The overlying waters of Lake Nyos function identically to a bottle cap on all of the heavily CO2-saturated waters at the bottom. Nobody’s figured out just what exactly triggered it, but, once the pressure of that water cap was relieved in some kind of column, even just for an instant, the pressure-monster below roared into it, hell-bent for the surface.
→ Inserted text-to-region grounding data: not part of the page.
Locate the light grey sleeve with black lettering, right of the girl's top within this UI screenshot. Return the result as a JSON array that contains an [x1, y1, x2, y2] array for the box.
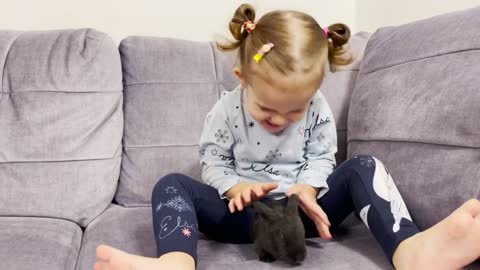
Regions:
[[297, 95, 337, 198]]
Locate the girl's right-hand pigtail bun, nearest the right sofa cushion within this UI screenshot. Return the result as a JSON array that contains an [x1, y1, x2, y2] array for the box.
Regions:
[[327, 23, 353, 66]]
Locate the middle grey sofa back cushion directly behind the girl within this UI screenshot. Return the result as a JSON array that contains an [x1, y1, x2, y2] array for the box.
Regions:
[[115, 33, 369, 206]]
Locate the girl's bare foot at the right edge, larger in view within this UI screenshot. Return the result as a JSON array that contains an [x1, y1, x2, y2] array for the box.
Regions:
[[393, 199, 480, 270]]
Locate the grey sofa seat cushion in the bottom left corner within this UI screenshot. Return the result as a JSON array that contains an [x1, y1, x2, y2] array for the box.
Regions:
[[0, 217, 82, 270]]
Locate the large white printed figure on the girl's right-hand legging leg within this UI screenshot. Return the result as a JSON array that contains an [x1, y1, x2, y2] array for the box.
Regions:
[[373, 158, 412, 232]]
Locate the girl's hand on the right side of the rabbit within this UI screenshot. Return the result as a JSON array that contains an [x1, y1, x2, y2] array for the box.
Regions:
[[285, 184, 332, 240]]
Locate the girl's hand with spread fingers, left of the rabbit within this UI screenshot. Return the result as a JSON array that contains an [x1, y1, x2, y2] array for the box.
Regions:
[[225, 182, 278, 213]]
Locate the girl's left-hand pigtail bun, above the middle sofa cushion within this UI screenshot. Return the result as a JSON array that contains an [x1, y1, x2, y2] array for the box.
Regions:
[[217, 4, 255, 51]]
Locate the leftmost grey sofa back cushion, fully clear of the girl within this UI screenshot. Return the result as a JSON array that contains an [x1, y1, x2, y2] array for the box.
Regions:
[[0, 29, 123, 226]]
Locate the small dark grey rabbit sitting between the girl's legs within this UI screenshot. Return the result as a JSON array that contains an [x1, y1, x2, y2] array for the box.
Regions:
[[253, 194, 306, 265]]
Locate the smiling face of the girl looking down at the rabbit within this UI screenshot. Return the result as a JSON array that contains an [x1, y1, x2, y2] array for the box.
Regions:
[[241, 68, 323, 133]]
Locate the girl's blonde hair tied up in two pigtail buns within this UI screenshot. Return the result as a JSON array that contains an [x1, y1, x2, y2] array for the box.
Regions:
[[217, 4, 353, 75]]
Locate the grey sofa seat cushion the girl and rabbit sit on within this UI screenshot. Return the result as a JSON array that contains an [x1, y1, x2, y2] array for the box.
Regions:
[[77, 205, 392, 270]]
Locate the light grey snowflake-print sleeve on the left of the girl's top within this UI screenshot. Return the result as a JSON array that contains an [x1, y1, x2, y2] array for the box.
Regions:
[[199, 100, 240, 198]]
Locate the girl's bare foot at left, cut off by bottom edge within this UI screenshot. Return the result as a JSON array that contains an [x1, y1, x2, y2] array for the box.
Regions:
[[94, 245, 195, 270]]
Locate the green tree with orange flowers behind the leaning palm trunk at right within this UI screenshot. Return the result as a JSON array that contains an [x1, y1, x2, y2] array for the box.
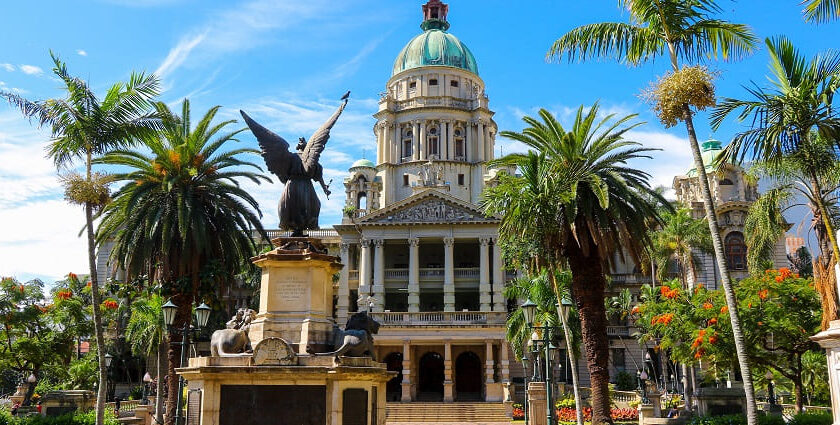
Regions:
[[634, 268, 822, 410]]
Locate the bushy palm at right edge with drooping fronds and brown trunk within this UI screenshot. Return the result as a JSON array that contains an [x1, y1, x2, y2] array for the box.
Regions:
[[712, 37, 840, 320]]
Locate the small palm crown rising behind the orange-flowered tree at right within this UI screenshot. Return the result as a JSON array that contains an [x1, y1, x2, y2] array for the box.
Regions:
[[651, 208, 712, 288]]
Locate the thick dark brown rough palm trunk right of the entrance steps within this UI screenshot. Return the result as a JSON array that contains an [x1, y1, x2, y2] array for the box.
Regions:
[[567, 247, 613, 424]]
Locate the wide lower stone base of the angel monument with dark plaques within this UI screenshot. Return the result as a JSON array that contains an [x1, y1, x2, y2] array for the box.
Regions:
[[182, 355, 395, 425]]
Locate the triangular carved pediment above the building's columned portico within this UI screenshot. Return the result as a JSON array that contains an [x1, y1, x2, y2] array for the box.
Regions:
[[359, 191, 498, 224]]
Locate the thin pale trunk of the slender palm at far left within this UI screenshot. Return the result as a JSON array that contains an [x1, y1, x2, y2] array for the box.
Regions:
[[85, 149, 108, 425]]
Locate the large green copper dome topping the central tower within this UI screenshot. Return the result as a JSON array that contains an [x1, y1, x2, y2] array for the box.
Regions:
[[391, 19, 478, 75]]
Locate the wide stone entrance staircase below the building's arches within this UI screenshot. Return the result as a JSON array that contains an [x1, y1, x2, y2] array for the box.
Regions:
[[385, 402, 510, 425]]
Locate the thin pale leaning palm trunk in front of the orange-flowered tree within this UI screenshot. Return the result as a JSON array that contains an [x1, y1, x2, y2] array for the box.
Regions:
[[683, 105, 758, 425]]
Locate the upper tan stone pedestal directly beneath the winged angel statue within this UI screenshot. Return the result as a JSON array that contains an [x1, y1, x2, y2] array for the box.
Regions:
[[248, 237, 343, 354]]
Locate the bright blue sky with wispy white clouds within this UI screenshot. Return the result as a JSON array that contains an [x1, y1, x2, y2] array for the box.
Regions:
[[0, 0, 840, 282]]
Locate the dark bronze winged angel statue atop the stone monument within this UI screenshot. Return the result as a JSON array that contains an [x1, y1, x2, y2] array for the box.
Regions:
[[239, 91, 350, 237]]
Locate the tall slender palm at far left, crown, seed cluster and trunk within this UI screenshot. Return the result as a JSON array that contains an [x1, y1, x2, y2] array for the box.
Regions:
[[0, 52, 159, 425]]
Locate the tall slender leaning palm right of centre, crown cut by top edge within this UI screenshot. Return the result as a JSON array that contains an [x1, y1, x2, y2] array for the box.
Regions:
[[548, 0, 758, 425]]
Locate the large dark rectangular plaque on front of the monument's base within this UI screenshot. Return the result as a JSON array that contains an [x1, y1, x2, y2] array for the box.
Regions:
[[219, 385, 327, 425]]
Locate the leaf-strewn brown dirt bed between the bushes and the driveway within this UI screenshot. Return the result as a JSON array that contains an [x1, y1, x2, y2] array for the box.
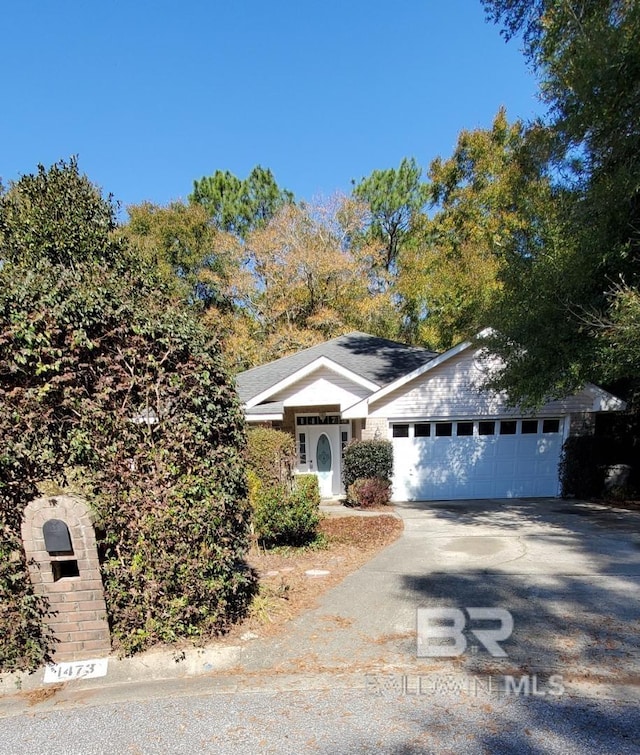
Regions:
[[225, 514, 402, 643]]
Eventually, international teams figured it out and came up with a pressure release fix that might finally allow that old demon of Bafmen folklore to rest. Us? We’ll choose to still respect the Bafmen, and set up camp with them—on the highground.
SIDEBAR: The Radically Larger Disaster Waiting To HappenThere is the cataclysmically larger problem of a Lake Kivu. That body of water straddles the border of Rwanda and the Democratic Republic of Congo, and it shares the insidious geology at issue here. The Lake Kivu threat dwarfs Nyos, for three reasons. First, the lake is 2,000 times larger than Nyos, and worse, twice as deep. Second, the particular microbial action of that lake turns much of its CO2 into methane. Methane will still asphyxiate you like CO2, but includes the radically increased danger of also being explosive: Imagine a cloud the size of, say, Cincinnati, reaching an ignition source. Third, the city of Buvaku is within the immediate danger zone at Lake Kivu, with onemillion inhabitants. That threat isn’t just hypothetical: Geologists have found evidence of historic, recurring mass extinction events around Lake Kivu. The folklore of the Bafmen was right.